Surexposition au cadmium : 4 questions sur la présence de ce métal cancérogène dans notre alimentation

l’essentiel
Une étude de l’Anses alerte sur la surexposition des Français au cadmium. Présence dans de nombreuses denrées alimentaires, risque de cancer… tout savoir sur ce métal toxique.

Le cadmium est un métal toxique pour notre santé. Près de la moitié de la population adulte dépasse les valeurs toxicologiques de référence, selon l’Anses. Présent dans les sols, sa concentration dans la nature est augmentée par certaines activités humaines, notamment agricoles et industrielles.

D’où vient le cadmium et où le trouve-t-on ?

Le cadmium est naturellement présent dans notre environnement (sols, air, eaux). Sa concentration dans la nature est fortement augmentée sous l’effet des activités humaines.

Il est utilisé et émis dans plusieurs secteurs industriels, notamment métallurgique, chimique et électrique. Il est présent dans de nombreux procédés industriels comme lors de l’incinération des déchets, du recyclage des batteries, de la fabrication des accumulateurs électriques, de la production de pigments…

En agriculture, l’épandage de matières fertilisantes telles que les engrais minéraux phosphatés constitue la source principale de contamination des sols agricoles, suivi des effluents d’élevage, des boues, des composts et des dépôts atmosphériques sur les sols.

Le cadmium est également présent dans la fumée de cigarette.

Comment sommes-nous exposés au cadmium ?

L’alimentation constitue la principale voie d’exposition humaine. Les aliments qui contribuent le plus à l’exposition au cadmium sont le pain et les produits de panification sèche, les pommes de terre et dérivés, les légumes, les mollusques et crustacés, les végétaux à feuillage vert et les céréales (blé) ou encore le riz.

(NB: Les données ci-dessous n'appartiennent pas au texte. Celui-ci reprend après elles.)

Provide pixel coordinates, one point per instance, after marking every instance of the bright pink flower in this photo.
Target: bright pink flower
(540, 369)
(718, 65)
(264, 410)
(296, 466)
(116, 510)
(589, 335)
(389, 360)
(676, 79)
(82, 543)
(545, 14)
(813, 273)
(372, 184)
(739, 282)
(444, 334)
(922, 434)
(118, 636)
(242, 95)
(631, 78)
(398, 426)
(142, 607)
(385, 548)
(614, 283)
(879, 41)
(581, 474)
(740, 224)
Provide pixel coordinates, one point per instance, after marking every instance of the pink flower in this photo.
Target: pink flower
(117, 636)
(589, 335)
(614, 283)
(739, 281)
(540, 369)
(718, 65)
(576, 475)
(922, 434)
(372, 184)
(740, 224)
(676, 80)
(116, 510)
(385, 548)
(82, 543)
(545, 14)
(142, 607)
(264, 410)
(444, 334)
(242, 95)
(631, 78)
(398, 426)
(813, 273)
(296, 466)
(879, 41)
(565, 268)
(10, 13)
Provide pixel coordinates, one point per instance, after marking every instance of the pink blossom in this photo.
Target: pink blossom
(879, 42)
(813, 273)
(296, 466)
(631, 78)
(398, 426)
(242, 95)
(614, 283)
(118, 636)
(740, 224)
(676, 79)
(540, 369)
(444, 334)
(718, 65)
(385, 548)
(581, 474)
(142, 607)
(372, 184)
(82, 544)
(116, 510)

Le tabagisme et le vapotage sont également une source d’exposition. Les fumeurs inhalent du cadmium sous forme de fines particules d’oxyde de cadmium, qui se déposent principalement dans les alvéoles pulmonaires.

Pourquoi le cadmium est-il dangereux pour la santé ?

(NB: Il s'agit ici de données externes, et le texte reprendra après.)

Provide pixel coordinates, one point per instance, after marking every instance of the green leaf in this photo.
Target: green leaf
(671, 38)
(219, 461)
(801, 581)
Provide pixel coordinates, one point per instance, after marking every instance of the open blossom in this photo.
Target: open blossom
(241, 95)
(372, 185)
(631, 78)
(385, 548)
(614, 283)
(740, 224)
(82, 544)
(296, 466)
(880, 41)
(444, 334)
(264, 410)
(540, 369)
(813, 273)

Le cadmium est classé comme cancérogène, ayant une responsabilité dans l’apparition du cancer du poumon.

En cas d’exposition prolongée chez l’homme, le cadmium peut également :

  • être toxique pour la reproduction et mutagène (entraîner des défauts génétiques héréditaires ou augmenter la fréquence de défauts génétiques) ;
  • entraîner des atteintes rénales et une fragilité osseuse augmentant le risque d’ostéoporose et de fractures des os ;
  • avoir des effets indésirables sur le neurodéveloppement et le système cardiovasculaire ;
  • être suspecté d’entraîner des effets sur le foie, le sang et le système immunitaire ;
  • être aussi suspecté d’induire d’autres cancers : pancréas, vessie, prostate, sein, endomètre, thyroïde, reins.

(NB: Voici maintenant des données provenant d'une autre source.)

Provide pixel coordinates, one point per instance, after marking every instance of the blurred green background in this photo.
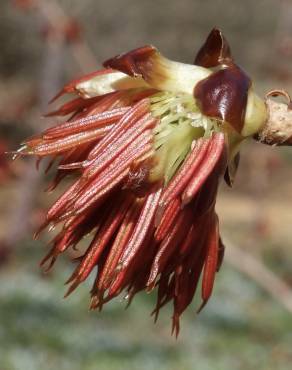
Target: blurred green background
(244, 326)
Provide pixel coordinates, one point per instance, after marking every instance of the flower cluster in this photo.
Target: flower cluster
(147, 142)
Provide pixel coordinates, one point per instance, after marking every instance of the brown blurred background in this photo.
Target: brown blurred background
(248, 322)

Le cadmium est un toxique cumulatif. Le risque d’apparition d’effets délétères est lié à la dose cumulée dans le temps, selon Santé publique France.

Une exposition prolongée, même à faible dose, augmente le risque de maladies chroniques. Ainsi, des aliments très contaminés mais consommés occasionnellement contribuent moins à l’exposition que des aliments moins contaminés mais consommés quotidiennement.

Comment réduire son exposition et quels aliments faut-il surveiller ?

L’exposition dépend à la fois de la teneur en cadmium des aliments et de leur fréquence de consommation.

Pour la réduire, l’Anses conseille :

  • de limiter certains produits à base de blé sucrés et salés tels que les céréales du petit-déjeuner, gâteaux, biscuits, pains, viennoiseries, pâtes alimentaires, pâtisseries ;
  • de réduire la consommation des aliments présentant des teneurs plus élevées en cadmium tels que les abats (foie, rognons), les coquillages et les fruits de mer, les mollusques, les crustacés, les algues et le cacao ;
  • d’introduire davantage de légumineuses dans les repas à la place des aliments à base de blé ;
  • de varier son alimentation et de varier l’origine des produits pour éviter une exposition répétée ;
  • d’arrêter la consommation de tabac. Cela concerne le fumeur lui-même mais aussi son entourage, soumis au tabagisme passif (fumée de cigarette rejetée dans l’air par le fumeur et inhalée par les personnes de l’entourage).

L’Agence nationale de sécurité sanitaire recommande de fixer rapidement “des valeurs limites en cadmium pour les matières fertilisantes”, notamment les engrais minéraux phosphatés, impliquant un “engagement de l’ensemble des acteurs pour faire évoluer la réglementation”.